開会式でクリスティアナ・フィゲレス条約事務局長は、この会議を各国が共同で壁掛けを編む作業にたとえ「たやすくないが達成可能な仕事だ」と演説。議定書の枠組みの継続・発展と、昨年12月のコペンハーゲン会議で決まった、先進国から途上国への280億ドル(約2兆3500億円)の資金援助システムの具体化などを訴えた。
また、議長国メキシコのカルデロン大統領は、昨年メキシコを襲ったハリケーンや、今夏のパキスタンでの洪水を例に挙げ「温暖化を止めるか、温暖化が文明を変えるかだ。自国の利益に固執しわがままを言うのはやめよう。ここで合意すれば我々は違う未来を分け合うことができる」と呼びかけた。
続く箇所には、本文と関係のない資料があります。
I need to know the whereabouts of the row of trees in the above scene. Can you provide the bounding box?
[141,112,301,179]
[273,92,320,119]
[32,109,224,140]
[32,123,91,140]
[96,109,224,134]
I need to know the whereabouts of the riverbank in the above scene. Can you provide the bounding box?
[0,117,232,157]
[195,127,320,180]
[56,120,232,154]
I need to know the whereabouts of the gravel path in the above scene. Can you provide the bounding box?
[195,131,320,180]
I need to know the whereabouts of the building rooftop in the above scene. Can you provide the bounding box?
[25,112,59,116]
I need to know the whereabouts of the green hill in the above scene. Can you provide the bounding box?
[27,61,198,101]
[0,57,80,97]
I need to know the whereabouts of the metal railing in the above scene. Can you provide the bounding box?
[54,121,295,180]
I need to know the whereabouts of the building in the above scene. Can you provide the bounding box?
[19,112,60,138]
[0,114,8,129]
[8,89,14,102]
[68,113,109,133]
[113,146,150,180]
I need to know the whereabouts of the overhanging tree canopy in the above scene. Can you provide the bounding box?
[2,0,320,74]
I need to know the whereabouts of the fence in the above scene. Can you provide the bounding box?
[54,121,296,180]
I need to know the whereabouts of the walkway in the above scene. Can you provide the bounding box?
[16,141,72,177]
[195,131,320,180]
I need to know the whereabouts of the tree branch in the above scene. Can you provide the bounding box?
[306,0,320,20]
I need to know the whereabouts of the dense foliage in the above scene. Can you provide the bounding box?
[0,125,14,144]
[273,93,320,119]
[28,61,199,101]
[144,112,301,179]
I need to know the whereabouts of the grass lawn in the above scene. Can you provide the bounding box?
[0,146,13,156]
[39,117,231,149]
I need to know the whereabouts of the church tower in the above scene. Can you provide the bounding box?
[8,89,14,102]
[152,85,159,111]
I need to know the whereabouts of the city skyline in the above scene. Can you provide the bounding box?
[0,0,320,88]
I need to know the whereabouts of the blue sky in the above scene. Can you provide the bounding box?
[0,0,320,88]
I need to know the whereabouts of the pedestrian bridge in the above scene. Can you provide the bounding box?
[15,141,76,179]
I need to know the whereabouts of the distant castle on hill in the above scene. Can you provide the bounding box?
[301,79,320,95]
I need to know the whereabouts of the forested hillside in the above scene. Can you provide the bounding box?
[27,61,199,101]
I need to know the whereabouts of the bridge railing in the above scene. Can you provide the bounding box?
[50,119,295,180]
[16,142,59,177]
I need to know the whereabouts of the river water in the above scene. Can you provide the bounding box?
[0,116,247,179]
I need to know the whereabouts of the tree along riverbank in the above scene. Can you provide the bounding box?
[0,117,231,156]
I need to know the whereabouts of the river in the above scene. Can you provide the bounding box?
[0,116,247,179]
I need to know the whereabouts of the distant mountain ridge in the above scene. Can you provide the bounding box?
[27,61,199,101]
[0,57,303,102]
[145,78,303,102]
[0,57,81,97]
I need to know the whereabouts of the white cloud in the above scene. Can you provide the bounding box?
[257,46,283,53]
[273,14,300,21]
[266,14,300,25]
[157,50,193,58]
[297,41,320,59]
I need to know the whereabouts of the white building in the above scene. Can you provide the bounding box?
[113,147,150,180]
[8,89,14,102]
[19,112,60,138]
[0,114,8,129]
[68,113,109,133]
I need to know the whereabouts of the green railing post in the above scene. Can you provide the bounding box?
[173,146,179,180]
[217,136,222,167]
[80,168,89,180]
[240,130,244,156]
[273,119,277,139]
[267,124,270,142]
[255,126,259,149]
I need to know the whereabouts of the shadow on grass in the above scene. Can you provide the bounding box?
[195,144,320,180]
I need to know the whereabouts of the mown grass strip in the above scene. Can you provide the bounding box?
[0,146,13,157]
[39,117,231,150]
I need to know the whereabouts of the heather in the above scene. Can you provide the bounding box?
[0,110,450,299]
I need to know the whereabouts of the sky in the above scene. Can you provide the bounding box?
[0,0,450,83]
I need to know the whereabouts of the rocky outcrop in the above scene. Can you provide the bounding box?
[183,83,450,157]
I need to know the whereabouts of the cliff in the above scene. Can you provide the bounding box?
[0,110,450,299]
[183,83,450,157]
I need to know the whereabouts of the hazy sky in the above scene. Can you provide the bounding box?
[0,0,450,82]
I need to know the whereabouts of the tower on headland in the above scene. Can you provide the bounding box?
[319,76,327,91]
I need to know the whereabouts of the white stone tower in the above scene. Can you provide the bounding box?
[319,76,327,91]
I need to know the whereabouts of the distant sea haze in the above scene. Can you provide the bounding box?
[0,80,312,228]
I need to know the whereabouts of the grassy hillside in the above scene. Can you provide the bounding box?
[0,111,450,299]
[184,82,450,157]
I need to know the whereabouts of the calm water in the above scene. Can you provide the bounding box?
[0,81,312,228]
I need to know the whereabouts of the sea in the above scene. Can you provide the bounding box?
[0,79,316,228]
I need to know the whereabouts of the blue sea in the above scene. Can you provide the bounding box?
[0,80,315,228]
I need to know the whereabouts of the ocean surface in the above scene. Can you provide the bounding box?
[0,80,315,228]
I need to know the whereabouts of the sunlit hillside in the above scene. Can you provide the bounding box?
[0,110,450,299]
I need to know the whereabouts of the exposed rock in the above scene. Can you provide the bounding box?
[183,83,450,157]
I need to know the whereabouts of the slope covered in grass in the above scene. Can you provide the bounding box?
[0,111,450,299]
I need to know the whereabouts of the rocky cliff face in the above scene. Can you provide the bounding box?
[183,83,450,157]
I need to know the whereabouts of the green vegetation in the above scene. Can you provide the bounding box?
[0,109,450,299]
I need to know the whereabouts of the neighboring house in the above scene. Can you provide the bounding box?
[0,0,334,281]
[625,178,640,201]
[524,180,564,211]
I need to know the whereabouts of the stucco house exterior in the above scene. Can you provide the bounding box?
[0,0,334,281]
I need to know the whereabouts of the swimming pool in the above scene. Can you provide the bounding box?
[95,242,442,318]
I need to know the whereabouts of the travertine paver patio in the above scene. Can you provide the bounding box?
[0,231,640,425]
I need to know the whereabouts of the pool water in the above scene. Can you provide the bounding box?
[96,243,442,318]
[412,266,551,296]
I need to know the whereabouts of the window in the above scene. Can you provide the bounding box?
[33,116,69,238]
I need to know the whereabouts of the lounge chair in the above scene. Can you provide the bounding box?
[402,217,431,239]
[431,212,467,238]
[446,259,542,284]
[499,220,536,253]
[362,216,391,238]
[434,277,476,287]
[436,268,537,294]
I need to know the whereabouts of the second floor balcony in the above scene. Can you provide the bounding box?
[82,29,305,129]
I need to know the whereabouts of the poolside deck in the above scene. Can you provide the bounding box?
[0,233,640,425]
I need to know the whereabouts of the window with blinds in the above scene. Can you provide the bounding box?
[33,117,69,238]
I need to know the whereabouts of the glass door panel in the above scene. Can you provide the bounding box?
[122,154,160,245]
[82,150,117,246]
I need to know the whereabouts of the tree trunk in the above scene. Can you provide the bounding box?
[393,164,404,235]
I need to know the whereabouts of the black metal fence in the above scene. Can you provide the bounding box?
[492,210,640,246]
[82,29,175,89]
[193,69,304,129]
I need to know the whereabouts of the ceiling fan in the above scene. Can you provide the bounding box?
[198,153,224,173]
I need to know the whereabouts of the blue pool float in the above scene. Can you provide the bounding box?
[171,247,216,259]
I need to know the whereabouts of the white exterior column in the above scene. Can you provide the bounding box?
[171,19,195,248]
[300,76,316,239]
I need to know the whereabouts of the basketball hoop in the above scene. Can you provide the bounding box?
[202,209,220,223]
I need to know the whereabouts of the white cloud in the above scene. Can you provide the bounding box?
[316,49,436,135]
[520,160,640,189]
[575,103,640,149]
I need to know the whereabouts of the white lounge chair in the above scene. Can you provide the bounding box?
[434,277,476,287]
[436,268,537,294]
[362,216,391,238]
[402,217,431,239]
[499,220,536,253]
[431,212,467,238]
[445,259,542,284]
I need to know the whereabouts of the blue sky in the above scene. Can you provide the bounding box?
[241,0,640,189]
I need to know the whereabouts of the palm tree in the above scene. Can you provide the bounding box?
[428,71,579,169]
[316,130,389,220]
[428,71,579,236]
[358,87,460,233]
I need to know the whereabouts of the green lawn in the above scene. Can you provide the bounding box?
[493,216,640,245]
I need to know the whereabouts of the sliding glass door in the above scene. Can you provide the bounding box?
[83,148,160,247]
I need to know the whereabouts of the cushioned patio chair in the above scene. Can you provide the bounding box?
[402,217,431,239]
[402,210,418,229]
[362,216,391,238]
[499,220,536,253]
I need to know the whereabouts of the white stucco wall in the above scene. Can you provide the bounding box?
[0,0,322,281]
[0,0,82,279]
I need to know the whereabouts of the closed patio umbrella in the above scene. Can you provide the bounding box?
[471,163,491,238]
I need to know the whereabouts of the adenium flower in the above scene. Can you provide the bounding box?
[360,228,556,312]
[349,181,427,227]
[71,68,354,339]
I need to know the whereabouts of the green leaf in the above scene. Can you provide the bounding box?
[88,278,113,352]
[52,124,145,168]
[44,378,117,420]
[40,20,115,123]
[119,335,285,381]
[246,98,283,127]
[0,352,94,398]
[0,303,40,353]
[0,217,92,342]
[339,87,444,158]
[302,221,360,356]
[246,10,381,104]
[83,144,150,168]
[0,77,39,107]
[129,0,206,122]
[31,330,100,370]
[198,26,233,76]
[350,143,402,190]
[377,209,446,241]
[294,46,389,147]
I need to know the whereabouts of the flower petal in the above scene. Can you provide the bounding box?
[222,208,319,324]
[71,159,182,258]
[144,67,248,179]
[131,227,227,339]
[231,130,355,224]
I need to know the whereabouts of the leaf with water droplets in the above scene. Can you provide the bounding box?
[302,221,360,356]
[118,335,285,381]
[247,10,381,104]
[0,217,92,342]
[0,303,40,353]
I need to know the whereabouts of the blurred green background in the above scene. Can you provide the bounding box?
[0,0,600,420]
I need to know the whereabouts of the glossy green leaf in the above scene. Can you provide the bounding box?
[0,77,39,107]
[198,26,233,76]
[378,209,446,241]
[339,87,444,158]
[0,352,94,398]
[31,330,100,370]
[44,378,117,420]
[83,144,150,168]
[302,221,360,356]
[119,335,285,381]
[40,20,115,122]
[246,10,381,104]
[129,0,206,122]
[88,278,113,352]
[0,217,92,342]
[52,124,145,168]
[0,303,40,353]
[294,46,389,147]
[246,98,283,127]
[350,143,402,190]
しかし、本会議の冒頭、パプアニューギニア代表が「(全会一致を前提とする)コンセンサス方式では会議の進行を人質にする国が出てきて、重要審議は進まない」と問題提起。これにボリビア代表が「コペンハーゲン会議では未明に合意案が配られ、決定を強いられるなどコンセンサスの原則が守られなかった。同じことが起きないようにしてほしい」と求め、会議の運営ルールをめぐり議論が続いた。会期は12月10日まで。各国代表や企業、市民団体など約1万5000人が参加する。
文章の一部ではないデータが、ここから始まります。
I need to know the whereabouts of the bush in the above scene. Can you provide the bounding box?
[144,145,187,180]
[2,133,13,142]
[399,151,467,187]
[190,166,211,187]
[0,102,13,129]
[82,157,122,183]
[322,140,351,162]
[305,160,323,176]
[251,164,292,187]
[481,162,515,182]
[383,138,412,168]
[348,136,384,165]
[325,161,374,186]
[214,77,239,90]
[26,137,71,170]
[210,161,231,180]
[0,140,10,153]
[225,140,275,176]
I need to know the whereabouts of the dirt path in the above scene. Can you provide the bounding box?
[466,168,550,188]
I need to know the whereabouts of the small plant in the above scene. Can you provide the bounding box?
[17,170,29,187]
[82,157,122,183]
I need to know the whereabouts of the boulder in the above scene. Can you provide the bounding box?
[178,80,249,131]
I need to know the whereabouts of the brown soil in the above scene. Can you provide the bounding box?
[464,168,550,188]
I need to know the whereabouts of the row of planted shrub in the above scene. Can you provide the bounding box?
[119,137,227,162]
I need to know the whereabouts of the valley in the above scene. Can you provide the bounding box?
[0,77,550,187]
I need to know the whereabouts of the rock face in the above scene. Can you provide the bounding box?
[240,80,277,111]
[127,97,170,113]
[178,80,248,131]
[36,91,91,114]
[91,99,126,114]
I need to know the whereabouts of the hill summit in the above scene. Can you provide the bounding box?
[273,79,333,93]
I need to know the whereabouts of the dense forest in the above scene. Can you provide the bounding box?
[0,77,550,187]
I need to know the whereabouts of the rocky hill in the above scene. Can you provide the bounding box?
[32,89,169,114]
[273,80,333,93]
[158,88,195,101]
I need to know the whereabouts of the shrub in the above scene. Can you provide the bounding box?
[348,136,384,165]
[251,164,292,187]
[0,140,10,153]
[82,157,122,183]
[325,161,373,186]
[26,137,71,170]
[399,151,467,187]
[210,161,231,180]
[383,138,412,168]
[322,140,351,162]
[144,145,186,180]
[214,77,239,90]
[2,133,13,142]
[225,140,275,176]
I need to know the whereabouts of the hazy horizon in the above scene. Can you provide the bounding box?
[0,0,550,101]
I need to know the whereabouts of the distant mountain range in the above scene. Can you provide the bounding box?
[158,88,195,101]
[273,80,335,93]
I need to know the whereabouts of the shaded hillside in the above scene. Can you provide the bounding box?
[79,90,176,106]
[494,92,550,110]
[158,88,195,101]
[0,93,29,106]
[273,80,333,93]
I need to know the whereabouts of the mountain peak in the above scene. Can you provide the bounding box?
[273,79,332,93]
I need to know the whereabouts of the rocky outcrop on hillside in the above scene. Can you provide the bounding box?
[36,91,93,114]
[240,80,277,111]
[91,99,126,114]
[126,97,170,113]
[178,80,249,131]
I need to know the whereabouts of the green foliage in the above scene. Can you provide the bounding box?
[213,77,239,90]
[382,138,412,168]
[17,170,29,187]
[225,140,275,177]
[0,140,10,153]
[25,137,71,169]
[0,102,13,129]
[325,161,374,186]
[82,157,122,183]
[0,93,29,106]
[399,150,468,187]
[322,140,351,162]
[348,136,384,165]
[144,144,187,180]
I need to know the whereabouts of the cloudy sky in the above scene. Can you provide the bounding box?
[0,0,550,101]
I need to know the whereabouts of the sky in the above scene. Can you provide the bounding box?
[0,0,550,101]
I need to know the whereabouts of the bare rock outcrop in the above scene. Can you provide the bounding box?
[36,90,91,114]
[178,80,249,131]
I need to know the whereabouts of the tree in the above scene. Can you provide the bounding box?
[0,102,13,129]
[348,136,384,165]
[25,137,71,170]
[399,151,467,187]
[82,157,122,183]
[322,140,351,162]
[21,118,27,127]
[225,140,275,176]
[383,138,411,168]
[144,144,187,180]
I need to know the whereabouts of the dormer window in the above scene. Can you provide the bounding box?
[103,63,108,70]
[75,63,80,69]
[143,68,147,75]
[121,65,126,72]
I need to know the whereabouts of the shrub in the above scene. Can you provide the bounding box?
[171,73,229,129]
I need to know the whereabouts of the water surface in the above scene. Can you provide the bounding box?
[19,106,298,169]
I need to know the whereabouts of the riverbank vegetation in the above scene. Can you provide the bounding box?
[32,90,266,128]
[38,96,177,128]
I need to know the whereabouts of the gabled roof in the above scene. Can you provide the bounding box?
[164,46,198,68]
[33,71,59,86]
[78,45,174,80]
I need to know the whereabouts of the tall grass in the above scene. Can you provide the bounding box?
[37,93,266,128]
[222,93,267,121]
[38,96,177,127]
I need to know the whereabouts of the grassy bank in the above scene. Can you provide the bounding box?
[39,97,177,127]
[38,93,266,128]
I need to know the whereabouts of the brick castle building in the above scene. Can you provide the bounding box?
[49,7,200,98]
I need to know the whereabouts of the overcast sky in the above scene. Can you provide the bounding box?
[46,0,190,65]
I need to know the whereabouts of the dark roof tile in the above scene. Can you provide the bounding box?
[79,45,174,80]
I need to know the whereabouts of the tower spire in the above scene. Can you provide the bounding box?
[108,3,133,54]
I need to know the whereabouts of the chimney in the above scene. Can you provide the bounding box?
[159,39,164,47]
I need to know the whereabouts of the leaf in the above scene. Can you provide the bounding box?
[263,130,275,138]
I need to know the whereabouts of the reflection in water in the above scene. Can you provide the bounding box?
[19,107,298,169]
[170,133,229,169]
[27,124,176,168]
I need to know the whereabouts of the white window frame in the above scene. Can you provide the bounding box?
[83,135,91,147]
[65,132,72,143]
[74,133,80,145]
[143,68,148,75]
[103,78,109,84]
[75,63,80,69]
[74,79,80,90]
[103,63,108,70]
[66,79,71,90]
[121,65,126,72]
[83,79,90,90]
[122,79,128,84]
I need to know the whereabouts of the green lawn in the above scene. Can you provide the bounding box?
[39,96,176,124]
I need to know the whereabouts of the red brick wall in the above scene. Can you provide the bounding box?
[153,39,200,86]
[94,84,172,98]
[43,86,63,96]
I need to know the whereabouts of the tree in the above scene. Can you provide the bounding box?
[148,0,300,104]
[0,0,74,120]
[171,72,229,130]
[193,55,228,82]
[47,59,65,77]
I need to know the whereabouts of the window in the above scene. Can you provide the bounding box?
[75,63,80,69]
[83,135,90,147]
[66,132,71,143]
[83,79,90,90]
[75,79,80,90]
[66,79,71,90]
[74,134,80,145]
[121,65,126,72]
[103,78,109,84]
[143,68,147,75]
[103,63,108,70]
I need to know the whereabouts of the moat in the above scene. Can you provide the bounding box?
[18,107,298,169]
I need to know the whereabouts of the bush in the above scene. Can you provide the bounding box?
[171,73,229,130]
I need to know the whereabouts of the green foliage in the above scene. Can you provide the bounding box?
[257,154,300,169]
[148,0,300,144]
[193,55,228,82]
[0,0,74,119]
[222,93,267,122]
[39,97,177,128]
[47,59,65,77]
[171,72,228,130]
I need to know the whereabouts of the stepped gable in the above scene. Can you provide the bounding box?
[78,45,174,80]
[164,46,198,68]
COPとは「ConferenceoftheParties」(締約国会議)の略称。地球温暖化防止を目指す「国連気候変動枠組み条約」の締約国が交渉する場で、95年から毎年開かれ、今回が16回目。97年のCOP3では、先進国に温室効果ガスの削減を義務づけた「京都議定書」が採択された。194カ国・地域が条約を批准している。10月に名古屋市で開かれたCOP10は「国連生物多様性条約」の第10回締約国会議で、議論する条約が異なる。